Los muros del racismo
Charo es la coordinadora del proyecto. La encontramos barriendo las hojas que ha esparcido el otoño. Esta monja española, oblata del Santísimo Redentor, lleva cuatro décadas sacando de la calle a mujeres obligadas a vender su cuerpo. «Empecé con poco menos de 30 años. En aquella época fuimos pioneras en ir por la noche a su encuentro. Estaban llenas de moratones, pero seguían diciendo que eran ellas las que libremente querían prostituirse». «No era fácil sacudirles el miedo y ganarnos su confianza», recuerda. Su experiencia es un bálsamo para las mujeres víctimas de la trata que pasan por este centro. «Al principio se encogen en un ovillo. Lo difícil es hacerles recobrar la confianza en sí mismas y las ganas de vivir», asegura. De media, las mujeres suelen quedarse en esta casa de seis meses a un año, si bien la pandemia ha extendido los plazos. «Cada caso es distinto. Un equipo interdisciplinar ayuda a evaluar cada situación para calibrar lo que necesita cada mujer para tener una estabilidad, afrontar el pago de un alquiler, e integrarse en la sociedad», explica con detalle la hermana Eleia, que vino desde Brasil expresamente para participar en este proyecto. «Nosotras vemos en toda mujer que acogemos a Jesús. Es una oportunidad para confirmar nuestro carisma, que nació hace 125 años para acompañar a los inmigrantes italianos en América y mantener viva su fe», resume Eleia, a quien le brillan sus profundos ojos azules cuando recuerda que celebra 25 años como misionera.

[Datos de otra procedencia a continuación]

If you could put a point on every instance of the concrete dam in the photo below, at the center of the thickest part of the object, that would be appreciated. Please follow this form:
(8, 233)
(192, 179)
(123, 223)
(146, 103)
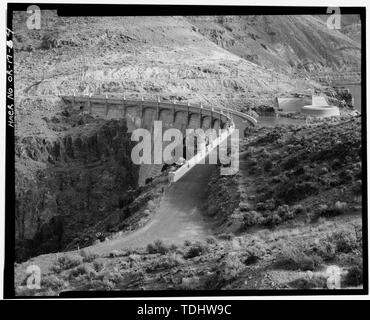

Desde que echó a andar esta iniciativa en junio de 2018 más de 50 mujeres han conquistado de nuevo su dignidad e independencia. «En nuestro centro de semiautonomía trabajamos en red con otras instituciones religiosas que satisfacen sus necesidades básicas cuando acaban de llegar: las primeras palabras en italiano, un lugar donde vivir y un pequeño trabajo. Nosotras somos un paso intermedio en la integración para que recuperen su total autonomía», explica la brasileña. El empoderamiento de estas mujeres es un camino hecho de esperanza y de piedras. Muchas han trabajado solo en el campo y es difícil su integración en el mercado laboral. «Algunas no sabían escribir en su lengua materna y aprendieron directamente en italiano», observa. Pero los muros más altos los sigue poniendo el racismo. «Van a trabajar como cuidadoras y les dicen: “Prefiero una que no sea negra”. Van a alquilar una casa y piden que no sea una madre soltera».